Extending tax relief should incentivise investors to put more money into start-ups, which will help the beleaguered British economy to build Treasury revenues and create more jobs.
About two-thirds of the workforce are employed by small and medium-sized enterprises.
Part of FIG's manifesto calls for the government to make it easier for investors to both inject money in and withdraw it from investments.
In order to benefit from capital gains tax relief if you invest in a start-up, your capital must have been invested for three years. McIlvenny called for this to be shortened, possibly to 18 months.
"At the moment, we'd like to see better liquidity in the market, and better opportunities for liquidity," he said.
This would make investing more attractive and should bring more capital to the market for start-ups to access.
"Tax relief takes away the need for government involvement," said James King, founder of FIG.
"Rather than having to hire staff and teams to work with start-ups, with no experience or who haven't made it successfully in the commercial world, it gives a simple way to say we recognise you are the experts and this is a risky asset class, rather than putting taxpayers' money directly into companies, we'll give you a reward for doing something that's better for the economy."
Putting government grant money destined for start-ups in the hands of market professionals should see it given out more wisely, according to the manifesto.
"You don't want the government picking technologies. You want the market picking technologies," said King.
"You want the experts picking the technologies. That's why I think it is a good idea to put the control of the money in their hands."
Encouraging a start-up culture, similar to that in the US, would breed innovation and upskilling, argued King.
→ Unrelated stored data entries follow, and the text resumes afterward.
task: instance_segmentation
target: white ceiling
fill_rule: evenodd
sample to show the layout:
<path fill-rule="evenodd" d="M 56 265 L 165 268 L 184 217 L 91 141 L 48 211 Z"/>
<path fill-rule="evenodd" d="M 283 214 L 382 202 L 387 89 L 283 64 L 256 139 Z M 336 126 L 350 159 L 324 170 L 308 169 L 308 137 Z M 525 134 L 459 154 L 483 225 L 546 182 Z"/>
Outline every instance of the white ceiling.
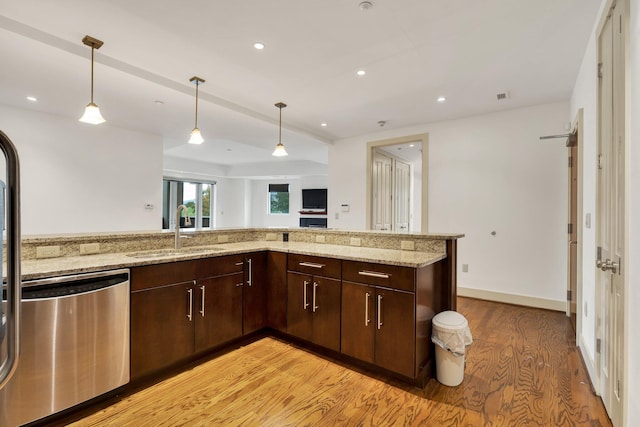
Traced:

"Building a skilled workforce is important. If you do go and work at a start-up you aren't working in a HR department, because you might be the HR department, the marketing department, the sales department, etcetera," he said.
Despite the call for an intensified focus on start-ups, King said the government should not be encouraging everyone to start a business.
"I think that's a terrible idea. Start-ups are scary, stressful, hard, difficult, and time consuming," he said.
"For the founders more than anyone else it's a really tough life, but we at FIG are able to help them. And the government should support them.
"They should ensure that start-ups have the best platform possible on which to succeed and grow."